It's a clear analogy.
This should become an article explaining what AGI really means.
I think the question , "Can this AGI be my start-up co-founder? Or my employee #1?"
Or something like that is a great metric for when we've reached the AGI finish line.
This sounds like a definition from someone who never interacts with anyone except the top 1% performance level of people, and those who have had strong levels of education.
Go into a manufacturing, retail or warehouse facility. By this definition, fewer than ten or twenty percent of the people there would have "general intelligence", and that's being generous.

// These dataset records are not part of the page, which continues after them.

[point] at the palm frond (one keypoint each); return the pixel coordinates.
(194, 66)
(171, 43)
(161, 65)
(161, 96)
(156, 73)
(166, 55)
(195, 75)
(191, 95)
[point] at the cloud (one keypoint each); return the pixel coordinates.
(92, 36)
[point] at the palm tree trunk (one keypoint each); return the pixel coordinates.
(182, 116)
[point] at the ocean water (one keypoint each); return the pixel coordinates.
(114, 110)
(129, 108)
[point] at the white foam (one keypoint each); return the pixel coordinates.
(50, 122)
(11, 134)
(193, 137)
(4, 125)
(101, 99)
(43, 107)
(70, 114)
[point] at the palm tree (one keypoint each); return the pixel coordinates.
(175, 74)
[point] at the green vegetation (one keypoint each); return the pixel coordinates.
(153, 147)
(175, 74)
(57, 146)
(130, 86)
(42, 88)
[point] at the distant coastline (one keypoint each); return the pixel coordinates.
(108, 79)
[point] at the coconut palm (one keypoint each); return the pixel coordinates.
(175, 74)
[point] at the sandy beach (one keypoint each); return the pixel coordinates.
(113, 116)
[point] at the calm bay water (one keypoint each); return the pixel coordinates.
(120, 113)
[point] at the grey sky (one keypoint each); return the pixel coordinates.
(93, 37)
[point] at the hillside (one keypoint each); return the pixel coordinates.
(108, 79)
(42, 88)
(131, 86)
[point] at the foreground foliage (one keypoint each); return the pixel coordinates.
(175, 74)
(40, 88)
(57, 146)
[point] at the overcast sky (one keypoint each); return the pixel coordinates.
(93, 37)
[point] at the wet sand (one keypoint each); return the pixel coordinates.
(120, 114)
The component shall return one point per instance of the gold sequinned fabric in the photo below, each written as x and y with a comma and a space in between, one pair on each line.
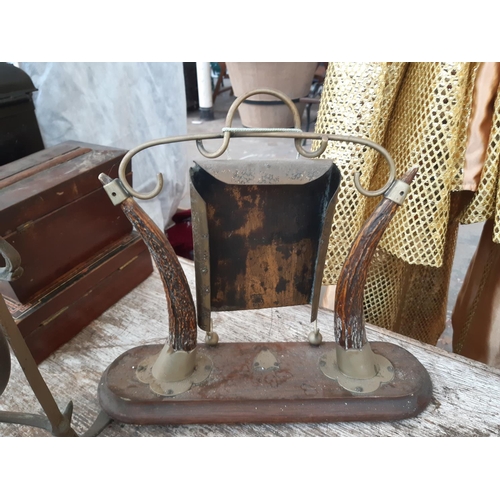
421, 113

Not because they are stupid: that's the point; they're not. But it's setting the bar for "general intelligence" so absurdly high that it would not include many people who are, in fact, intelligent.
> I'm not sure I would classify your average warehouse worker as particularly intelligent.
I'm not sure I wouldn't. Just because corporations treat them as mindless fungible automatons doesn't mean they actually are. Some of the most brilliant and creative solutions to problems I've seen have been in warehouse settings by warehouse workers.
> I would say AI already has the decision making and communication capabilities to do this sort of work.
I wouldn't - especially if GPT-whatever is the AI in question. If a picker or packer "hallucinated" facts with anywhere near the frequency ChatGPT does (for example), one'd be canned within the hour.
Handling exceptions is another area where software (AI or otherwise) notoriously struggles. A human has a much easier time sensing whether or not a product is broken or defective (before shipping it out) than an AI does. A human has a much easier time understanding when processes need to be broken due to impossible constraints than an AI does.
There is a place for software automation of warehouse processes (that was, in fact, my career for a time), but we are very far off from that software replacing humans entirely - and certainly not without designing warehouses specifically to be as accomodating as possible to that software.
> In fact one of the main issues in our society is the vast gulf between the most intelligent and the least.
The gulf is in socioeconomic privilege, not intelligence. The rich and powerful like to claim they're more intelligent than the unwashed masses in order to rationalize their wealth and power, but the reality is that - in an actually egalitarian society, wherein everyone actually has equality of opportunity - the vast majority of those "geniuses" would fail to be particularly exceptional.
That we as a society haven't identified and corrected this is the main issue in our society.